Each charity must, therefore, have a clear sense of what its distinctive contribution is – perhaps the most important issue to be discussed in any strategic review. It will have a sense of what its beneficiaries want and expect, what its core strengths are, what difference it can make better than any other organisation, and, in a world of scarce resources, what other aspects it is going to leave to other charities with different strengths.
That is why the distinctive culture and strengths of a charity are a really important factor, along with its theory of change and its analysis of external opportunities and barriers, in deciding the right balance of insider and outsider strategies.
Of course, in a world of strong passions for a cause, such conflicting analyses can get personal, as Nicholas Hinton discovered. So the insiders may consider the campaigning types, who are reflecting the anger of a cause losing out in the current system, to be “shouty” rather than serious interlocutors, over-emotional rather than rational, posturing for a constituency rather than trying to effect real change, and indulging in “pure” rhetoric in preference to the arduous compromises necessary in the real world. They may deplore the “naivete” of those who cannot see beyond the requirements of their particular cause to put themselves in the shoes of decision-makers.

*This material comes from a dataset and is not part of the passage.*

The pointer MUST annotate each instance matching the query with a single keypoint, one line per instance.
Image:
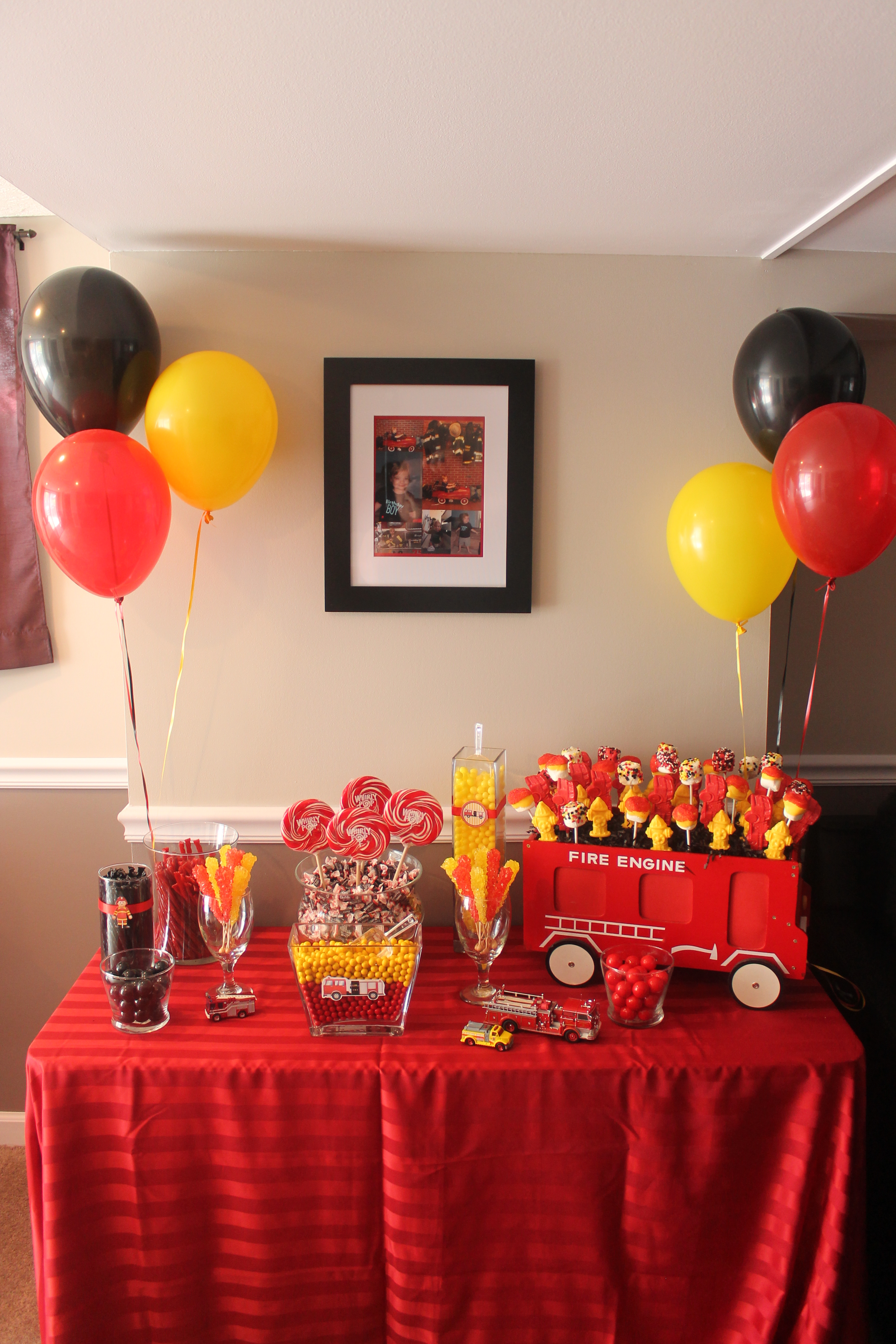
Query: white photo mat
(437, 401)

Those reactions can be reinforced by patriarchy if the people cast as “shouty”, “emotive” or “naïve” are women. For the nose-tapping, adrenalin-pumping world of the effective insider track influencing power has mainly been, traditionally, a man’s world – and although this is thankfully changing, the change is incomplete.
On the other hand, the outsiders may suspect the insiders of being flattered and seduced by the insider track, which they perceive as exclusive and un-transparent. They may see the insiders as colluding with an unfair power structure, compromising their principles, or choosing to tinker with unjust policies rather than challenge them.

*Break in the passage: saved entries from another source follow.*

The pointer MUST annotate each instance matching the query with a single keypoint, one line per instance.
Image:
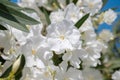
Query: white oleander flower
(106, 35)
(91, 6)
(63, 36)
(72, 13)
(74, 57)
(87, 25)
(31, 50)
(109, 16)
(88, 35)
(93, 49)
(116, 75)
(57, 16)
(91, 74)
(71, 74)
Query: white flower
(93, 53)
(91, 74)
(72, 12)
(74, 57)
(57, 16)
(63, 36)
(71, 74)
(87, 25)
(91, 6)
(106, 35)
(116, 75)
(109, 16)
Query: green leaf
(14, 24)
(7, 74)
(114, 64)
(28, 10)
(10, 4)
(46, 13)
(57, 59)
(2, 27)
(22, 64)
(81, 21)
(75, 1)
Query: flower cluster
(60, 50)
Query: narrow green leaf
(10, 4)
(28, 10)
(81, 21)
(46, 13)
(2, 27)
(18, 73)
(22, 64)
(14, 24)
(6, 73)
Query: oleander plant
(58, 40)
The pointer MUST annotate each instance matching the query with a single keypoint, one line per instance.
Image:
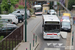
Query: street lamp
(25, 22)
(0, 6)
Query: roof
(65, 17)
(51, 18)
(37, 5)
(66, 20)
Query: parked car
(67, 14)
(6, 28)
(66, 25)
(74, 20)
(22, 12)
(20, 17)
(51, 12)
(64, 17)
(10, 17)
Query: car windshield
(5, 20)
(39, 9)
(65, 23)
(52, 28)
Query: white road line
(51, 48)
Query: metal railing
(72, 35)
(10, 41)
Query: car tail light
(49, 34)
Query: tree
(6, 7)
(70, 4)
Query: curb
(34, 48)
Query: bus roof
(51, 18)
(37, 5)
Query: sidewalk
(32, 23)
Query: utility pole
(25, 22)
(0, 6)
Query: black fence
(10, 41)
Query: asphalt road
(60, 44)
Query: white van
(10, 16)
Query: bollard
(33, 42)
(30, 46)
(72, 40)
(33, 35)
(26, 48)
(59, 12)
(36, 39)
(72, 37)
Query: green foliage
(5, 6)
(31, 11)
(51, 4)
(21, 7)
(1, 37)
(70, 4)
(58, 3)
(11, 9)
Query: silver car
(66, 26)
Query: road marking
(48, 44)
(54, 44)
(51, 48)
(60, 44)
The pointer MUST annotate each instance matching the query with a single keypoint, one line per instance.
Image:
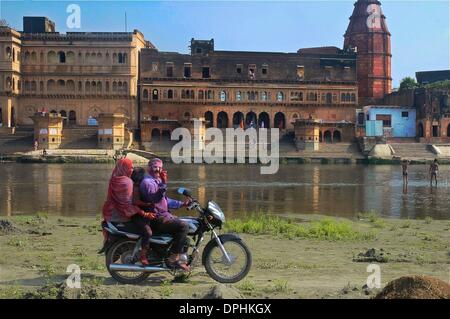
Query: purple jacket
(153, 190)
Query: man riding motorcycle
(153, 190)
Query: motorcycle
(226, 258)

They see the insiders’ relationships of trust with government as a drag on open democratic accountability within the sector and on the robust public expression of the demands of those they are serving. They may see the insiders as being gulled by clever civil servants into thinking they are being listened to when in fact they are being largely ignored.
To hope that voluntary organisations will stop having rows about the insider and outsider tracks is like hoping that families will stop having rows about how late teenagers should stay out on Saturday nights. But to stop things descending to the spitting stage, let’s remember:
1. If possible, it’s better to analyse and respect the key variables rather than get personal:
- What’s the theory of change and does it need adapting?
- How favourable or otherwise are external circumstances to the insider track?
- What are the distinctive role, culture and skills of my charity
2. It’s an eco-system. In the end, insiders and outsiders need each other. One without the other is often less effective than both working in concert.